L’article 495‑17 du code de procédure pénale est complété par un alinéa ainsi rédigé :

« Lorsque le délit a été commis par un mineur de plus de 16 ans, le montant de l’amende forfaitaire délictuelle est fixé à 150 euros. L’amende forfaitaire délictuelle doit alors être acquittée par la personne exerçant l’autorité parentale sur le mineur dans les conditions prévues à l’article 495‑18. »

Article 2

Le dernier alinéa de l’article 495‑18 du code de procédure pénale est complété par une phrase ainsi rédigée : « Par dérogation à l’article L. 553‑4 du code de la sécurité sociale, une part plafonnée des prestations sociales, dans la limite d’un plafond défini par décret et ne pouvant excéder le revenu de solidarité active, peut être imputée aux fins de recouvrement des amendes pénales prononcées à l’encontre du bénéficiaire ou des personnes à sa charge. »

Article 3

Le deuxième alinéa de l’article 495‑18 du code de procédure pénale est supprimé.

Article 4

L’article L. 511‑1 du code de la sécurité intérieure est complété par deux alinéas ainsi rédigés :

« Les agents de police municipale et les gardes‑champêtres prononcent les amendes forfaitaires délictuelles pour usage de stupéfiants, conformément aux dispositions prévues à l’article 495‑17 du code de procédure pénale.

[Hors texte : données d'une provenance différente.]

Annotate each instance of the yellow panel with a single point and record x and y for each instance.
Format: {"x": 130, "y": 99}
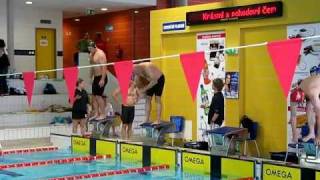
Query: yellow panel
{"x": 131, "y": 153}
{"x": 274, "y": 172}
{"x": 177, "y": 98}
{"x": 106, "y": 148}
{"x": 237, "y": 168}
{"x": 80, "y": 145}
{"x": 263, "y": 99}
{"x": 163, "y": 156}
{"x": 45, "y": 51}
{"x": 176, "y": 95}
{"x": 196, "y": 163}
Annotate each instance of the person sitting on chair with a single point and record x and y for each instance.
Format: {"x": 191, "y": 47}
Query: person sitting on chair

« Un décret en Conseil d’État fixe les modalités de leur formation. »

Article 5

L’article 495‑17 du code de procédure pénale est complété par un alinéa ainsi rédigé :

« Toute amende forfaitaire délictuelle pour usage de stupéfiants fait l’objet d’une inscription au bulletin n° 2 du casier judiciaire national. Cette inscription est automatiquement effacée à l’issue d’un délai de deux ans, sous réserve qu’aucune nouvelle infraction de même nature n’ait été constatée dans cet intervalle. En cas de récidive constatée dans ce délai, le dossier du contrevenant est transmis au procureur de la République pour suite à donner. »

Article 6

L’article L. 3421‑1 du code de la santé publique est complété par un alinéa ainsi rédigé :

« Lorsqu’une amende forfaitaire délictuelle pour usage de stupéfiants est prononcée à l’encontre d’un agent public ou d’une personne participant à une mission de service, l’autorité ayant prononcé cette sanction transmet, sans délai, l’extrait de casier judiciaire correspondant à l’employeur du délinquant. Ce dernier vérifie si les faits relevés sont compatibles avec les missions confiées et prend, le cas échéant, les mesures nécessaires pour garantir le respect des obligations liées à la fonction exercée. »

Article 7 

Après l’article 495‑19 du code de procédure pénale, il est inséré un article 495­‑19­‑1 ainsi rédigé :

« Art. 495191. – Toute personne peut faire l’objet d’un dépistage de consommation de stupéfiants en tous lieux accueillant du public et à tout moment. « En cas de refus, la personne concernée fait immédiatement l’objet d’une prise de sang aux fins d’analyse destinée à rechercher l’usage de stupéfiants. Les analyses sont prises en charge par le contrôlé ayant refusé de satisfaire aux tests salivaires. S’il n’est pas majeur, ces analyses sont prises en charge par les détenteurs de l’autorité parentale. »

Article 8

La charge pour l’État est compensée à due concurrence par la création d’une taxe additionnelle à l’accise sur les tabacs prévue au chapitre IV du titre Ier du livre III du code des impositions sur les biens et services.